Dans les années 1930, le racisme a été une des formes les plus repoussantes de discrimination et de persécution que l’humanité ait jamais inventées. La crise de la démocratie et la montée de l’intolérance ont conduit à l’apparition des lois raciales. C’est l’Allemagne qui en a ouvert la voie, par les célèbres lois antisémites de Nürnberg, en 1935.

Les lois racistes en Roumanie
Les lois racistes en Roumanie

, 18.12.2017, 13:34

Dans les années 1930, le racisme a été une des formes les plus repoussantes de discrimination et de persécution que l’humanité ait jamais inventées. La crise de la démocratie et la montée de l’intolérance ont conduit à l’apparition des lois raciales. C’est l’Allemagne qui en a ouvert la voie, par les célèbres lois antisémites de Nürnberg, en 1935.

La Roumanie n’y a pas fait exception. La crise de la démocratie, de 1938, a favorisé la naissance des régimes autoritaires, qui ont adopté des lois racistes, avec pour cible la population juive. Invitée au micro, en sa double qualité d’historienne et de témoin des évènements de 1940, Lya Beniamin nous a parlé des lois antisémites de Roumanie.

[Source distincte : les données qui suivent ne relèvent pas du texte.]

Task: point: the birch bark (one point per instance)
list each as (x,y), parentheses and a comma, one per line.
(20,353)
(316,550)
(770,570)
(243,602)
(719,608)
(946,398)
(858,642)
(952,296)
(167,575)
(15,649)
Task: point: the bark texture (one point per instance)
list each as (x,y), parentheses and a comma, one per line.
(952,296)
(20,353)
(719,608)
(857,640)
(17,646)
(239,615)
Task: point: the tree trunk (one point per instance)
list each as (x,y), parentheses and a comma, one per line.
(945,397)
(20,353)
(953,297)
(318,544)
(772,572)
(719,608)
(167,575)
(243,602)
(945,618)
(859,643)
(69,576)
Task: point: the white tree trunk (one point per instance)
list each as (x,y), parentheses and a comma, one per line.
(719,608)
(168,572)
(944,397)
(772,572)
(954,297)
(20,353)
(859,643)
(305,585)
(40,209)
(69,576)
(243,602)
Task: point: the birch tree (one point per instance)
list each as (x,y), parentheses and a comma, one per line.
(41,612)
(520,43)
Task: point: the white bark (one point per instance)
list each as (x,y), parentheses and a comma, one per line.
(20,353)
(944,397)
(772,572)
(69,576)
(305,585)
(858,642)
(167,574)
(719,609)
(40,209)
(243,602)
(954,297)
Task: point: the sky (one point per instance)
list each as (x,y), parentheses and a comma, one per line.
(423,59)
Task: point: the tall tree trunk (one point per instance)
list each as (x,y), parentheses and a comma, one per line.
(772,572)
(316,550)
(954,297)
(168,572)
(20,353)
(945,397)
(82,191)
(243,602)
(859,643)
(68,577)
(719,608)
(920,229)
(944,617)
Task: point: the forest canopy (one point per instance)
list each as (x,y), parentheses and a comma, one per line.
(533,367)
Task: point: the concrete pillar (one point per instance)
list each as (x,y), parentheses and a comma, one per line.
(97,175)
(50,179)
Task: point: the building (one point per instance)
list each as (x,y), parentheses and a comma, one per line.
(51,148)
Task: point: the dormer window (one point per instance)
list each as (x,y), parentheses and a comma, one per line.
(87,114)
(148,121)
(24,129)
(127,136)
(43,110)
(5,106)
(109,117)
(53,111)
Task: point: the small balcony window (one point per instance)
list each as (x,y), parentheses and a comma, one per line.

Lya Beniamin : « Elles apparaissent avant l’installation au pouvoir du cabinet Gigurtu, respectivement en août 1940, sous le titre de Statut juridique des Juifs de Roumanie. Le gouvernement précédent, dirigé par Goga, avait adopté, en 1938, la loi portant révision de la nationalité, laquelle a été mise en œuvre une année plus tard, après la chute du gouvernement. C’était la première loi à toucher une catégorie importante de population juive de Roumanie. Suite à l’application de la loi révisée, quelque 200.000 Juifs ont été déchus de leur nationalité, devenant apatrides. Ils ont également été privés de toute une série de droits, dont notamment le droit au travail et celui de propriété. « Le statut juridique des Juifs de Roumanie » ne comportait pas que des dispositions législatives. Il définissait aussi la qualité de Juif et établissait qui était concerné par les lois respectives. C’est sur ce texte qu’allait reposer la future législation raciale émanant du gouvernement Antonescu. »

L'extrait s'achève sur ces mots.